Après plusieurs mois de silence, Medhi Benatia a décidé de revenir sur son départ de l’Olympique de Marseille dans un entretien accordé à France Football. L’ancien dirigeant marseillais y évoque notamment ses relations avec Pablo Longoria, Frank McCourt et les raisons qui l’ont poussé à quitter le club.
Benatia explique notamment avoir vécu un sentiment de trahison après une réunion au Koweït, qu’il considère comme un tournant dans son aventure marseillaise. «La réunion au Koweït avait été un point de rupture. Mais je n’avais pas décidé de partir. J’étais très agacé : « Je me bagarre et je découvre les finances. » Je me suis senti trahi. Je me sens trahi en raison de la situation. Quand les versions diffèrent, j’adore faire un tour de table. Personne ne peut mentir ou s’échapper. Moi, la différence, c’est que, quand j’ai quitté Marseille, j’ai demandé zéro, pas signé de truc de confidentialité. Pas besoin d’acheter mon silence. Ce que j’ai à dire coûte trop cher, ça n’a pas de prix la vérité. Prétendument j’étais derrière les banderoles (« McCourt/Longoria cassez-vous ! », contre Strasbourg, le 14 février). Les gens disaient : « Bizarre, Benatia n’était pas dessus. » Personne ne va m’utiliser. Les supporters viennent, je les écoute. Quand ils ont raison, je le leur dis. Quand ce n’est pas le cas, je le leur dis. L’équipe leur a fait honte, je vais leur dire « vous exagérez » ? Non, plutôt : « J’ai eu honte moi aussi, mais on a besoin de vous, ne sifflez pas les joueurs. » Soi-disant, je devais passer président. J’ai dit « ça ne m’intéresse pas » devant les supporters. Le boss (McCourt) a dit : « Je prends note. Medhi avait émis le souhait de partir, je l’ai fait revenir, je crois en lui. »», a-t-il confié.
Une interview qui fait débat
Cette sortie médiatique n’a pas laissé indifférent dans le monde du football. Dans After Foot, David Gluzman a notamment estimé que Benatia aurait pu tirer davantage profit de cette interview. «L’interview de Medhi Benatia ? Je ne sais pas qui lui a conseillé de la faire, mais je ne la comprends pas du tout. Il n’en sort absolument pas grandi. Lui qui dit qu’il a connu le très haut niveau, et c’est le cas, il veut retourner au très haut niveau en tant que dirigeant, mais si moi, actionnaire majoritaire d’un club de premier plan, je lis l’interview, je ne suis pas forcément hyper convaincu et je ne suis pas forcément sûr qu’elle lui serve. En tant que financier, j’ai été hyper surpris de savoir que Medhi Benatia n’était pas du tout au courant de la situation financière du club. Il était director of football.
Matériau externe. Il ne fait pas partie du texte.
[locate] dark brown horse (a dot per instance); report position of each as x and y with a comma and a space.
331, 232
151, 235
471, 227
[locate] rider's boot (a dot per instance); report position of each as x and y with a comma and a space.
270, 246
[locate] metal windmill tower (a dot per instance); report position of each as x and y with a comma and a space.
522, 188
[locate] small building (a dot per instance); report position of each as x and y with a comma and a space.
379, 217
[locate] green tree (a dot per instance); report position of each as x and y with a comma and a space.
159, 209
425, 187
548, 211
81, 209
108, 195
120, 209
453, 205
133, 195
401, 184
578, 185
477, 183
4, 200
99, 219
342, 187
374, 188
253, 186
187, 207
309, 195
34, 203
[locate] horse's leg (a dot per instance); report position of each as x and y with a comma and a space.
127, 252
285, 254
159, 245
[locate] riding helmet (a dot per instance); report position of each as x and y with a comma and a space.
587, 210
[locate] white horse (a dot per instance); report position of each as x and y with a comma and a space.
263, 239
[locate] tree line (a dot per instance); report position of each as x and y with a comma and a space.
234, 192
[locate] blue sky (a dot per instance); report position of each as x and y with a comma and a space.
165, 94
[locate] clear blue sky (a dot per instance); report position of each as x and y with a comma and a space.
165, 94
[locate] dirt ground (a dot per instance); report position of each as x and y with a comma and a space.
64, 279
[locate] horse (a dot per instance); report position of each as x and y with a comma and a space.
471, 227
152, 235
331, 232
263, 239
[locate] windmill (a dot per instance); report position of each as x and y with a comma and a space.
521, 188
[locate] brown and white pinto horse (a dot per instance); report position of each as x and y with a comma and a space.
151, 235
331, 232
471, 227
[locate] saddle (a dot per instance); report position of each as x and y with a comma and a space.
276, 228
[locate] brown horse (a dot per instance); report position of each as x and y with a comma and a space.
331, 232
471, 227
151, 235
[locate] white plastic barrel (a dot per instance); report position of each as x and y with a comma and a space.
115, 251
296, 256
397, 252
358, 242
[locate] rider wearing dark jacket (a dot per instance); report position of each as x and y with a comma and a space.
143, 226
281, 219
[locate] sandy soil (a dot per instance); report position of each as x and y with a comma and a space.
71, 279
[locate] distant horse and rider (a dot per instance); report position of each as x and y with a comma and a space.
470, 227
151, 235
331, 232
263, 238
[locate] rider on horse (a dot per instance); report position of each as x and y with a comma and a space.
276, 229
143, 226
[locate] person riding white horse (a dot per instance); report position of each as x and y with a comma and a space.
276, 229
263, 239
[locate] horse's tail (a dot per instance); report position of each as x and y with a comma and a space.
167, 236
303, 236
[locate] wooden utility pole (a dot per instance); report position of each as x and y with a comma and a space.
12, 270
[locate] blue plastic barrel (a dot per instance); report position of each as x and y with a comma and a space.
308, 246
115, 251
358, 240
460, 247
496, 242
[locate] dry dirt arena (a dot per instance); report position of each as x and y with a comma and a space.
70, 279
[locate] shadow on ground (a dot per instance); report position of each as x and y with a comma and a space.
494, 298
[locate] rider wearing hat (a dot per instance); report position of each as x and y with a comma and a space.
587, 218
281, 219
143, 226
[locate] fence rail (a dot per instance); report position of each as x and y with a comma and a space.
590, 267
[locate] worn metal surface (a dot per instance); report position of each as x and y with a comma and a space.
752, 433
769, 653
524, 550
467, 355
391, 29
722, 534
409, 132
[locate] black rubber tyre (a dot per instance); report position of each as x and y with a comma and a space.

C’est le poste où il est censé créer de la valeur, l’OM est sous accord avec l’UEFA, les efforts que lui, Pablo Longoria et Roberto De Zerbi ont demandés à Frank McCourt pour amorcer le plan de trois ans étaient connus, donc quand il dit qu’il a pris connaissance il y a seulement six mois de la situation financière dramatique, de l’importance de la Ligue des Champions et du risque financier encouru par le recrutement dispendieux, je me dis : « Est-ce que j’ai vraiment affaire à un directeur de football de haut niveau ? » J’aurais aimé que Medhi Benatia ait le courage de faire une interview vérité où il fait vraiment son bilan et son autocritique, avec les plus – et il y a beaucoup de plus : il a modernisé le club, il a fait des bons coups sur le mercato, il a un réseau incroyable et il a réussi à attirer des joueurs qui n’auraient jamais même pensé aller à l’OM – et les moins : la communication, la gestion financière, l’agressivité. Ça, ça lui aurait vraiment servi dans son parcours professionnel. Là je me serai dit qu’il a vraiment appris quelque chose et qu’il a atteint la maturité que les postes auxquels il va postuler demandent.», a-t-il déclaré.
Benatia veut prendre son temps
Malgré les sollicitations, Benatia ne souhaite pas se précipiter vers un nouveau projet. L’ancien dirigeant marseillais affirme avoir reçu des propositions venues notamment d’Arabie saoudite et d’Angleterre. «Profiter de ma famille, partir en vacances. Je me suis remis à la salle, il me reste quelques kilos à perdre. Padel, regarder les matches, me déplacer, c’est toujours agréable d’aller à Bernabeu, San Siro, Rome, Turin, au Barça. Consultant ? J’ai été contacté. Le foot est ce qui m’anime, donc ce n’est pas impossible. Directeur, agent, ce n’est pas prévu dans l’immédiat. J’ai eu des avances d’Arabie saoudite, d’Angleterre, mais je ne suis pas prêt à repartir sur un autre projet», a-t-il expliqué.